Go out to all the world and tell the Good News.

The day after Cinco de Mayo is a big day in the Roman lectionary year C. Saul is confronted by Jesus, and Jesus confronts his followers with a description of how they will eat his flesh and drink his blood. General Zaragoza, having defeated the French and attending the celebratory (and daily) Mass at Puebla, would have heard all of these scriptures read on May 6, 1862. Whether he was able to pay attention? We just don’t know. It might have been difficult.

Stonewall Jackson, who perhaps read the lectionary but certainly read the Bible every day, was also victorious in May, 1862. The Confederate Army was flourishing. But by 1863 the French defeat in Mexico, which prevented the French from trading weapons for cotton with the US states in the south, helped turn the tables. Stonewall died, Vicksburg was captured, the Battle of Gettysburg was won, and Napoleon in France had several second thoughts about allying with Jefferson Davis. And Abraham Lincoln’s Emancipation Proclamation, written in 1862, was published on January 1, 1863.

Saul, breathing murderous threats against the disciples of the Lord, received permission to imprison members of the Way in Damascus. As he neared Damascus (180 miles north of Jerusalem), a light from the sky flashed around him. He fell to the ground. “Saul, Saul, why are you persecuting me?” Who are you, sir? “I am Jesus, whom you are persecuting.”

Jesus spoke strongly to the Pharisee’s strong man.

Now get up! Go into Damascus and you will be told what to do.

Saul was suddenly blind. Saul ate and drank nothing for three days. Still he was blind. But he was told what to do, by a terrified member of the Way. Ananias, heart in mouth, at first resisted his own vision of Jesus.

But the Lord said to him, “Go, for this man is a chosen instrument of mine, and I will show him what he will have to suffer for my name.”

Ananias might have thought, “Well, if Saul is going to be punished …” Whatever he thought, he went.

Ananias laid hands on Saul, and Saul regained his sight. He got up and was baptized, and ate. In just a few days he began to proclaim Jesus in the synagogues, that Jesus is the Son of God.

Saul, soon to be called Paul, told this story to his listeners. And he told the story of Jesus’ body and blood as well, how they were to share their faith with each other in this meal, this communion, this Eucharist (1 Cor 11:23-26). He spoke of what Jesus spoke of first, saying over and over:

This bread is my flesh, which I will give for the life of the world … Unless you eat the flesh of the Son of Man and drink his blood, you do not have life within you. Whoever eats my Flesh and drinks my Blood has eternal life. For my Flesh is true food, and my Blood is True drink. Whoever eats my flesh and drinks my blood remains in me and I in him. The one who feeds on me will have life because of me.

Only then does Jesus spiritualize what he has said six times:

This is the bread that came down from heaven.

Paul skips the allusions to cannibalism. But Jesus insists that his listeners, if they are to become followers, hear his words in their most carnal application. Jesus is a physical man, as are his listeners. But he is far more than that, and so are they.

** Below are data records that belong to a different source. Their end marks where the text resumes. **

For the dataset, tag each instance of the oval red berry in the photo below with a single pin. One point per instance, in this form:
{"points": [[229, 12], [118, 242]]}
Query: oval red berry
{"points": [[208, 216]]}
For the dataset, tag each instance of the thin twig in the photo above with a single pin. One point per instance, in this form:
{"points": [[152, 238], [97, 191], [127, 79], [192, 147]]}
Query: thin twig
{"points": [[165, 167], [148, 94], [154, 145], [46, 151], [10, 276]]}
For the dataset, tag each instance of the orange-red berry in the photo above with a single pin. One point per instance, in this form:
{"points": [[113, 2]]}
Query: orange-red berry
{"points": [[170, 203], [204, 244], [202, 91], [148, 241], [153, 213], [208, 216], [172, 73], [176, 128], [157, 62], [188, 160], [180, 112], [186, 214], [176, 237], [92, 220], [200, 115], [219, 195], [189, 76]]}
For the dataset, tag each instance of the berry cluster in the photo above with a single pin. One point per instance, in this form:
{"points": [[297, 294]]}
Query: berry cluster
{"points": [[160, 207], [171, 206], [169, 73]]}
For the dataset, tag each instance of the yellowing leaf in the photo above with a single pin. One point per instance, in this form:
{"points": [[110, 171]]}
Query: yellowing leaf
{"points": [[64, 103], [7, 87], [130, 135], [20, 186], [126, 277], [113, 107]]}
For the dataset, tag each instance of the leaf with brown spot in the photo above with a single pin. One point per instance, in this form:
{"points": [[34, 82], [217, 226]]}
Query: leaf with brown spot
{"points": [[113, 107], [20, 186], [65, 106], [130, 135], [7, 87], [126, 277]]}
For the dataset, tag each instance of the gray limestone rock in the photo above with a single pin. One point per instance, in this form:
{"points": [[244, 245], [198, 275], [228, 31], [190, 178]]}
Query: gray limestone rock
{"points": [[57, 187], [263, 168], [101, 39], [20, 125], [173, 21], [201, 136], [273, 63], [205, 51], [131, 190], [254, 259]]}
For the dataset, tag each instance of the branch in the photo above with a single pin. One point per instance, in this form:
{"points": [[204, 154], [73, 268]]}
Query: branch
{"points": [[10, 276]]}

One of Jesuit Father Teilhard de Chardin’s most famous sayings (whether he said it or not), was that “we are not physical beings having a spiritual experience … we are spiritual beings having a physical experience.” Isn’t that just what Jesus is saying too? And Paul as well, over and over in his sermons, speeches and conversations?

For in him we live and move and have our being. As some of your own poets have said, “We are his offspring.”

As the weather turns horrifyingly hot in India and Pakistan, and even in Texas these next two weeks – the victory in Mexico with all its attendant consequences, the words of Jesus, the fall of Saul and rise of Paul, all come together in us with even greater warmth, as the fires of the Holy Spirit fall upon us all.